I already had to write a shell script that watches Nepomuk and limits its CPU usage when it's starting to play the CPU hog again.
Comment 5 Janek Bevendorff 2013-03-05 13:38:55 UTC
Addition: it doesn't really get stuck here. I turned up the memory limit for Nepomuk temporarily to accelerate the indexing process and let it run for a while. After some time it finished the one file and started another one.
So it *does* index the files, but it consumes far too much CPU time.
Comment 6 Stavros Mekesis 2013-03-05 22:15:36 UTC
I tried to reproduce the problem many times, only to find that nepomukindexer consumed way too much CPU time regardless of what I did. For example, I was just browsing the web when it became active and started the entire indexing process. Whether or not it gets stuck, nepomukindexer takes a long time and the CPU fan speeds up very high. Moreover, "$nepomukindexer <pdfFile>" took only a few seconds. I'll try gdb tomorrow. Actually, Janek Bevendorff gave a great explanation οf the problem. 

Janek, could you upload your shell script?
Comment 7 Janek Bevendorff 2013-03-05 22:25:45 UTC
Actually, I blogged the script today: 
http://www.refining-linux.org/archives/64/Programmatically-limit-CPU-usage-of-certain-processes/
It's a dirty hack, but it works as a workaround. In general it's 
nothing more than a script that calls cpulimit (may or may not be in 
your distro's repositories, link to the GitHub page in the blog post) 
for nepomukindexer processes.
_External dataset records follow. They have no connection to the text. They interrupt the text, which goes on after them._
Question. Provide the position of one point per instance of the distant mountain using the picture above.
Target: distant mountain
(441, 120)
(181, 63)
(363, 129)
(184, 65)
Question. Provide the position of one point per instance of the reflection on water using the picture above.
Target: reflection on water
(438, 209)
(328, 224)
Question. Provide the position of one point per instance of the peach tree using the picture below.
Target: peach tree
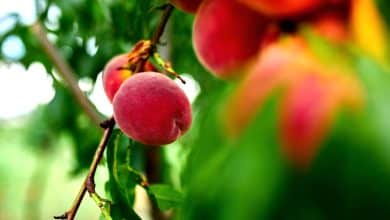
(291, 121)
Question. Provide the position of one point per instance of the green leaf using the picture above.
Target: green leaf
(166, 196)
(122, 181)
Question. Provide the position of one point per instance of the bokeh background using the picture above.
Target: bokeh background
(47, 141)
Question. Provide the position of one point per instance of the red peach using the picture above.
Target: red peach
(332, 25)
(226, 35)
(190, 6)
(268, 72)
(116, 72)
(283, 8)
(150, 108)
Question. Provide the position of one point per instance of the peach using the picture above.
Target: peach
(306, 114)
(369, 29)
(308, 110)
(116, 72)
(190, 6)
(226, 35)
(332, 25)
(283, 8)
(311, 94)
(151, 109)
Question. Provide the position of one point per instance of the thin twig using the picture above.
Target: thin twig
(168, 8)
(88, 183)
(66, 72)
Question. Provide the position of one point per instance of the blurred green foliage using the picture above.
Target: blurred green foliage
(222, 178)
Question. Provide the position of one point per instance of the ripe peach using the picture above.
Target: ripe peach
(190, 6)
(150, 108)
(369, 29)
(332, 25)
(310, 92)
(226, 35)
(308, 110)
(283, 8)
(269, 72)
(116, 72)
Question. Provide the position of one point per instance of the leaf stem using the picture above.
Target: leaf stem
(66, 72)
(89, 183)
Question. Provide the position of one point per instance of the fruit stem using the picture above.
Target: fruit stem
(89, 183)
(66, 72)
(168, 8)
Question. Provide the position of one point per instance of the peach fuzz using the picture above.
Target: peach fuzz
(283, 8)
(226, 35)
(190, 6)
(151, 109)
(267, 73)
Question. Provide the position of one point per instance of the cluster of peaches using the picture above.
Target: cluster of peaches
(149, 107)
(260, 44)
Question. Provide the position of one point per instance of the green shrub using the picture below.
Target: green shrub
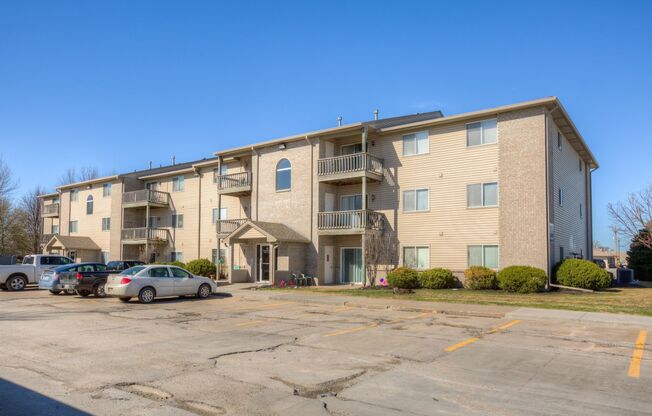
(583, 274)
(403, 278)
(202, 267)
(522, 279)
(480, 278)
(436, 279)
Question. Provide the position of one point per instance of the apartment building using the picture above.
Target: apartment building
(497, 187)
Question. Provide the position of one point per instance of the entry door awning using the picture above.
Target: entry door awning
(270, 232)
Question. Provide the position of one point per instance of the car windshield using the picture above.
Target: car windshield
(133, 270)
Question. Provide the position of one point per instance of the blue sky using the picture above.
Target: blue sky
(80, 79)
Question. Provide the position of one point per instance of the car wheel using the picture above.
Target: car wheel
(98, 291)
(16, 283)
(146, 295)
(204, 291)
Could also be done with cgroups, though.
Comment 8 Vishesh Handa 2013-03-06 09:41:09 UTC
Alright, so I've pushed this into KDE/4.10 -

commit 5b746fe5ac9c32bd32830995a34c2849c813716d
Author: Vishesh Handa <me@vhanda.in>
Date:   Wed Mar 6 14:59:56 2013 +0530

    PopplerExtractor: Do not extract all the plain text
    
    Virtuoso cannot handle all the plain text, it's best to only extract how
    much virtuoso can handle, instead of discarding the extra text later.

It should improve the situation, specially since we don't save the entire plain text index, but we will need to find a better solution for the cpu and memory usage. I have an idea for fixing the memory usage, but it's a HUGE change and will probably require extensive testing. It might be ready in time for 4.12. Or maybe I'll try to contact the virtuoso team again to see if there is any way to stream in the text.
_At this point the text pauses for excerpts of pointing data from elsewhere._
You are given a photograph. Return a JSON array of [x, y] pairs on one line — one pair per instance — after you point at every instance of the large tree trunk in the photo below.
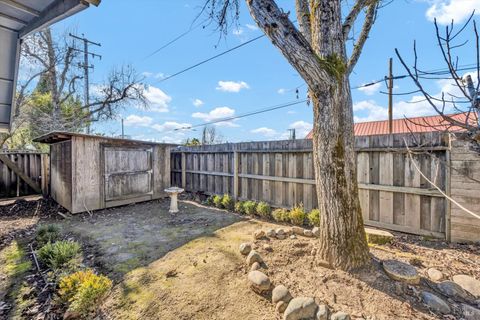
[[322, 63]]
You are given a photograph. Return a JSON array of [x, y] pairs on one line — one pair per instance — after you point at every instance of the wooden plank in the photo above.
[[12, 166], [386, 179]]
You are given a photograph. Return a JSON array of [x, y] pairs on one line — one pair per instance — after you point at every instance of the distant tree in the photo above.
[[463, 95], [317, 50], [49, 99], [210, 135]]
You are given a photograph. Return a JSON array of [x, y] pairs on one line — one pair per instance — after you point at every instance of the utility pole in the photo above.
[[86, 67], [390, 96]]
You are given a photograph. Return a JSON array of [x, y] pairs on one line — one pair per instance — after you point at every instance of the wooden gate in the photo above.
[[128, 174]]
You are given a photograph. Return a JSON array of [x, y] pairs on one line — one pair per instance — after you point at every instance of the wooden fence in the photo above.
[[393, 194], [23, 173]]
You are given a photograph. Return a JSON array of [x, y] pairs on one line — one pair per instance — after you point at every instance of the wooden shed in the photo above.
[[89, 172]]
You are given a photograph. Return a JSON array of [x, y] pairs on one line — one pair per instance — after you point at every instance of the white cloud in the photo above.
[[198, 103], [217, 114], [170, 126], [370, 90], [267, 132], [446, 10], [237, 31], [134, 120], [232, 86], [158, 100]]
I'm not sure what to do about the CPU usage. Could someone maybe give me a callgrind log of the nepomukindexer indexing the pdf file? That way we'll know where the bottle neck is.
Comment 9 Janek Bevendorff 2013-03-06 10:39:05 UTC
Created attachment 77794 [details]
Callgrind of nepomukindexer indexing larger PDF file

I attached a callgrind of `nepomukindexer file.pdf`. I installed debug symbols for nepomuk-core, if you need more, please tell me.

The behavior when running nepomukindexer manually seems to be the same as the automatic indexing. It brings the CPU up to about 99%. The only difference is that it finishes much quicker (valgrind slowed it down, of course, but when run directly it only takes a few seconds). But I guess that's simply because of the memory limit that is applied for the automatic indexing.
Comment 10 Vishesh Handa 2013-06-10 15:00:24 UTC
With the 4.11 release, if you try and kill the nepomukindexer, it will not try to reindex that same file again. That's all I can do - we need to extract the plain text content of the file, and based on the callgrind log, it seems that all of them is just spent in fetching it from the huge pdf file.
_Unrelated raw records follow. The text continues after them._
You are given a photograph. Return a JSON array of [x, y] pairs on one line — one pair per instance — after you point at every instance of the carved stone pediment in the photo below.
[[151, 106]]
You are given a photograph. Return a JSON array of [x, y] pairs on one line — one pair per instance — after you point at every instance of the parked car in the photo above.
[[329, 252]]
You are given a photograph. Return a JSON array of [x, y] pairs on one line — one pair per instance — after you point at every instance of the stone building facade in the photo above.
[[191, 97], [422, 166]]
We do limit the amount of text to how much we can store, but I'm not sure what else we can do to improve the situation. Maybe future releases of poppler will make the indexing of pdf files much faster. I cannot think of anything else.

I'm marking this as fixed a the above patch improves the situation and there isn't much apart from that which we can do.